Set against this, there isā€¦ not much, honestly. The last time that mainstream, people-who-count Americans experienced injury from America’s military was probably the Civil War, and since the end of the draft even the indirect pain for society has been pretty limited. For an internationalist liberal, of course, the continuing violence and death inflicted by American force is no less appalling because it happens to “them,” but for most Americans internationalism is basically not even a recognized concept. People suspicious that even their own society can be trusted, except to brutalize “enemy” societies, are not particularly ripe candidates for questioning why people much more culturally remote than their own neighbors should be readily deemed enemies deserving of brutality.
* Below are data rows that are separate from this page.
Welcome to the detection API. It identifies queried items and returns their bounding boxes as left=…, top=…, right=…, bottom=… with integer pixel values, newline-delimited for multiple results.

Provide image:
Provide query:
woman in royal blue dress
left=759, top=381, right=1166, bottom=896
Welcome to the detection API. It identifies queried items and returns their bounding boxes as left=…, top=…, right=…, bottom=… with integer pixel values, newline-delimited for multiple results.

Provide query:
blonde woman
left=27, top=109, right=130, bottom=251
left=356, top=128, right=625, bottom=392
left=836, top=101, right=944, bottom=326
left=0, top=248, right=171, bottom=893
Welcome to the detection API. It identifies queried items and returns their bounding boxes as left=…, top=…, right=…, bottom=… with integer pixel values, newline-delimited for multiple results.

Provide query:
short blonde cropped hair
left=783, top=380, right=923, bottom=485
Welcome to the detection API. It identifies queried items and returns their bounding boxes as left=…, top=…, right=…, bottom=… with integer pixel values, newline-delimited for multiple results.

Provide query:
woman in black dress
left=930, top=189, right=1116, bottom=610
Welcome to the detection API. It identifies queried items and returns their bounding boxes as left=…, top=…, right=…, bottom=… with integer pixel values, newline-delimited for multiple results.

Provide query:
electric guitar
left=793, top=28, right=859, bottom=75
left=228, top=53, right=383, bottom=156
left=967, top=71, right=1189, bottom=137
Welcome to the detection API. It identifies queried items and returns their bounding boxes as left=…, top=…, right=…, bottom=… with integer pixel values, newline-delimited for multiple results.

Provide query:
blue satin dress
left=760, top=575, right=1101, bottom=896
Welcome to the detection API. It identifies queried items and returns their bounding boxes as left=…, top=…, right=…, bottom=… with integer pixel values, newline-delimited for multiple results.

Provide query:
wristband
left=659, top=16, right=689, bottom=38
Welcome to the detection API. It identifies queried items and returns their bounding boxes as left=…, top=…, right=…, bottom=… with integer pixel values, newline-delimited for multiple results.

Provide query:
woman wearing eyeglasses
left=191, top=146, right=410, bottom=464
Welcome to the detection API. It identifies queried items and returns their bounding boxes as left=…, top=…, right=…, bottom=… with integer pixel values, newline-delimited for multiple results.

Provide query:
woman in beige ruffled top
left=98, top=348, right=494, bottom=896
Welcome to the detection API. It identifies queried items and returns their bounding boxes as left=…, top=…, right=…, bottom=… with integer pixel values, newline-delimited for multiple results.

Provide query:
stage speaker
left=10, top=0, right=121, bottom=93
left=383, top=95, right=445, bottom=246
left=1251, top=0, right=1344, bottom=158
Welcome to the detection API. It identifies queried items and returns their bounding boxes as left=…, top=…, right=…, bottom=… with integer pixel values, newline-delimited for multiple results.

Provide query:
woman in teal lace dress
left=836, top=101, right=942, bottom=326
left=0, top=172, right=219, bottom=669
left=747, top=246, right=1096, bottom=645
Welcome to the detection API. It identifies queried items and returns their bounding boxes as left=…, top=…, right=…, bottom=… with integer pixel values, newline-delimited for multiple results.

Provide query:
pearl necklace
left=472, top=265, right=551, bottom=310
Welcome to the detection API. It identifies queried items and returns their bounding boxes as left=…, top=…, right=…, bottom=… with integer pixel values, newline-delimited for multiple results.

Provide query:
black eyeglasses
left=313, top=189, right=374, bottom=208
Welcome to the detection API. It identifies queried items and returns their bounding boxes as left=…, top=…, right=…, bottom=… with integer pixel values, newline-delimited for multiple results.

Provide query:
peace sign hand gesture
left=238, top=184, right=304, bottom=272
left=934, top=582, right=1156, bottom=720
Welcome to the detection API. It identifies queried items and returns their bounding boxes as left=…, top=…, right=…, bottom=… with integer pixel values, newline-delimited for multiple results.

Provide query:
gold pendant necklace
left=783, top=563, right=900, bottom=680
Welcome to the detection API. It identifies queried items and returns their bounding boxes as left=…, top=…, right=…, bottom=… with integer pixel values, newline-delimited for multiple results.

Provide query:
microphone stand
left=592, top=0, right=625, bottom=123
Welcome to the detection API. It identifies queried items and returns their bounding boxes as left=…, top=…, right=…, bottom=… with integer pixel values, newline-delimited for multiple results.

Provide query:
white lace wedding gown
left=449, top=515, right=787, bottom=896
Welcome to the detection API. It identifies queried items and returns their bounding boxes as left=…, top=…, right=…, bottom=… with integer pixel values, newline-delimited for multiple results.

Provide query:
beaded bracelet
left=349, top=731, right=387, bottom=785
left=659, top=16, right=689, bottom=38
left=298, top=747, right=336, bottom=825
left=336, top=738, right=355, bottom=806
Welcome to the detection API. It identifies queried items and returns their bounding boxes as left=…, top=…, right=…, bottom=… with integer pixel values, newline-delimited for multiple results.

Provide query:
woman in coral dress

I suppose this is mostly just another pessimistic ramble about how American society seems to be turning on itself and nothing seems to present a ready check on this process. The best counter argument I can offer is that, if our democracy appears to be failing, I’m not sure from a historical perspective when it really did much better. The early decades, when everyone besides white men were overtly, formally excluded from even the opportunity to participate? The late 19th century, of gilded age corruption and machine politics? Was it the second half of the 20th century, including Jim Crow and McCarthyism and Nixon? Was that the point when we actually “got it right?”

Hard to say. But, whether it’s a new low or simply par for the course, the state of democratic society in 21st century America doesn’t seem like much to hold up as a model, either way.